- Rheiderland Township, Minnesota Location within the state of Minnesota Rheiderland Township, Minnesota Rheiderland Township, Minnesota (the United States)
- Coordinates: 44°56′21″N 95°19′13″W﻿ / ﻿44.93917°N 95.32028°W
- Country: United States
- State: Minnesota
- County: Chippewa

Area
- • Total: 34.7 sq mi (90.0 km^{2})
- • Land: 34.7 sq mi (90.0 km^{2})
- • Water: 0 sq mi (0.0 km^{2})
- Elevation: 1,073 ft (327 m)

Population (2000)
- • Total: 328
- • Density: 9.3/sq mi (3.6/km^{2})
- Time zone: UTC-6 (Central (CST))
- • Summer (DST): UTC-5 (CDT)
- FIPS code: 27-53962
- GNIS feature ID: 0665403

= Rheiderland Township, Chippewa County, Minnesota =

Rheiderland Township is a township in Chippewa County, Minnesota, United States. The population was 328 at the 2000 census.

==History==
Rheiderland Township was organized in 1887.

==Geography==
According to the United States Census Bureau, the township has a total area of 34.8 square miles (90.0 km^{2}), all land.

==Demographics==
As of the census of 2000, there were 328 people, 104 households, and 89 families residing in the township. The population density was 9.4 people per square mile (3.6/km^{2}). There were 115 housing units at an average density of 3.3/sq mi (1.3/km^{2}). The racial makeup of the township was 98.17% White, 0.91% African American, 0.30% Asian, and 0.61% from two or more races.

There were 104 households, out of which 51.9% had children under the age of 18 living with them, 80.8% were married couples living together, 2.9% had a female householder with no husband present, and 13.5% were non-families. 12.5% of all households were made up of individuals, and 4.8% had someone living alone who was 65 years of age or older. The average household size was 3.15 and the average family size was 3.48.

In the township the population was spread out, with 37.2% under the age of 18, 5.5% from 18 to 24, 26.8% from 25 to 44, 21.3% from 45 to 64, and 9.1% who were 65 years of age or older. The median age was 32 years. For every 100 females, there were 107.6 males.

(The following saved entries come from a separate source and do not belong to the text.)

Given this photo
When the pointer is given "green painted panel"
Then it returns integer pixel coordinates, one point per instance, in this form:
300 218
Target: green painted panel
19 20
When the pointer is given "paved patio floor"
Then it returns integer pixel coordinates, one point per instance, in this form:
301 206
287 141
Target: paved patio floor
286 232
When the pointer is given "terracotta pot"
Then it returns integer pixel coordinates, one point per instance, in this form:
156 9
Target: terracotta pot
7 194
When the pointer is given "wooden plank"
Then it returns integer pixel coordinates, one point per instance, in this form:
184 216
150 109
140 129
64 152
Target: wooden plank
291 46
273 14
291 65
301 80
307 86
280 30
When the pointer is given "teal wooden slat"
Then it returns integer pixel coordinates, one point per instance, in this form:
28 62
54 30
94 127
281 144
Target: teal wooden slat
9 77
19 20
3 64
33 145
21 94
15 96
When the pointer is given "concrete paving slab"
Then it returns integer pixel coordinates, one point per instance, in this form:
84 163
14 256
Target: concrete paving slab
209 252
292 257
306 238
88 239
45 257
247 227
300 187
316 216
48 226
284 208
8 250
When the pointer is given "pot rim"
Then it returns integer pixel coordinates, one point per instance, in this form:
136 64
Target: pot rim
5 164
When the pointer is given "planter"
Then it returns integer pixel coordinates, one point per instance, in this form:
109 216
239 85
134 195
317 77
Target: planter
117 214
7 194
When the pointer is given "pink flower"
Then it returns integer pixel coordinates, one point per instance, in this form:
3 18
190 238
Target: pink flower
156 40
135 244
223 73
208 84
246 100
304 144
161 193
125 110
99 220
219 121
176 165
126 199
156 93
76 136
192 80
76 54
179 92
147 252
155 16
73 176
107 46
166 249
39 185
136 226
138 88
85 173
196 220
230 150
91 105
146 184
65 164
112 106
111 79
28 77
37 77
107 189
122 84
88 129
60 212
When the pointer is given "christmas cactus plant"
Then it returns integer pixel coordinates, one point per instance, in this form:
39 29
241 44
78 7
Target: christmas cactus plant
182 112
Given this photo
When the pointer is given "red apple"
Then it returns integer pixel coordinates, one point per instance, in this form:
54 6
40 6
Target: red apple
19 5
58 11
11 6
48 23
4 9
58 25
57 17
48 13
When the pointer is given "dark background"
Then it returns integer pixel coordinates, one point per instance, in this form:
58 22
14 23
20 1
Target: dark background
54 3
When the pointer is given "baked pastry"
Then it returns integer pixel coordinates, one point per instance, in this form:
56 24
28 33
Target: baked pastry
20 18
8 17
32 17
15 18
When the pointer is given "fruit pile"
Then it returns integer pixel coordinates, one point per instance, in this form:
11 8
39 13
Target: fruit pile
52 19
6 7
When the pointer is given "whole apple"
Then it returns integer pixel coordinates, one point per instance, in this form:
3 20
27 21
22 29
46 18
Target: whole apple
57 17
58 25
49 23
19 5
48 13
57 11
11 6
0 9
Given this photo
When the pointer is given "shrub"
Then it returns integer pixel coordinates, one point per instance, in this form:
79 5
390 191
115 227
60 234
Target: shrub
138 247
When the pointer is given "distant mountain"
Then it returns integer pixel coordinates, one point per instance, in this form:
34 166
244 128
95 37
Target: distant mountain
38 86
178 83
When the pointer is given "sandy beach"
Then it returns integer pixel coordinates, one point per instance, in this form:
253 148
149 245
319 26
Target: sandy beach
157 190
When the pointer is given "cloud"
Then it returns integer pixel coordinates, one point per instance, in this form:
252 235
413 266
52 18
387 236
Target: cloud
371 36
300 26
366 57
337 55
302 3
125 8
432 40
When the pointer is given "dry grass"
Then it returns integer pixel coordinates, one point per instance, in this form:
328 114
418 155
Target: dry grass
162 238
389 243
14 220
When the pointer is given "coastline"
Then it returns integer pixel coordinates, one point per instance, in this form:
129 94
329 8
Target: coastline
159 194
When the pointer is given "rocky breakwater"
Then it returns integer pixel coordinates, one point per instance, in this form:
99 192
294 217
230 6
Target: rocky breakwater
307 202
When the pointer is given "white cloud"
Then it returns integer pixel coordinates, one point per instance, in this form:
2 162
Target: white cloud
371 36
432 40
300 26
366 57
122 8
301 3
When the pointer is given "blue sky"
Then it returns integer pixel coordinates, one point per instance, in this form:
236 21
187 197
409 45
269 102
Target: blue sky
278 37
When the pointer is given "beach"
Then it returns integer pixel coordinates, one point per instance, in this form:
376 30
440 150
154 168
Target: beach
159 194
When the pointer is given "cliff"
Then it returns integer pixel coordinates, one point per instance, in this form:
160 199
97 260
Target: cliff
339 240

For every 100 females age 18 and over, there were 108.1 males.

The median income for a household in the township was $36,250, and the median income for a family was $40,000. Males had a median income of $28,250 versus $21,667 for females. The per capita income for the township was $11,951. About 3.9% of families and 6.1% of the population were below the poverty line, including 11.0% of those under age 18 and none of those age 65 or over.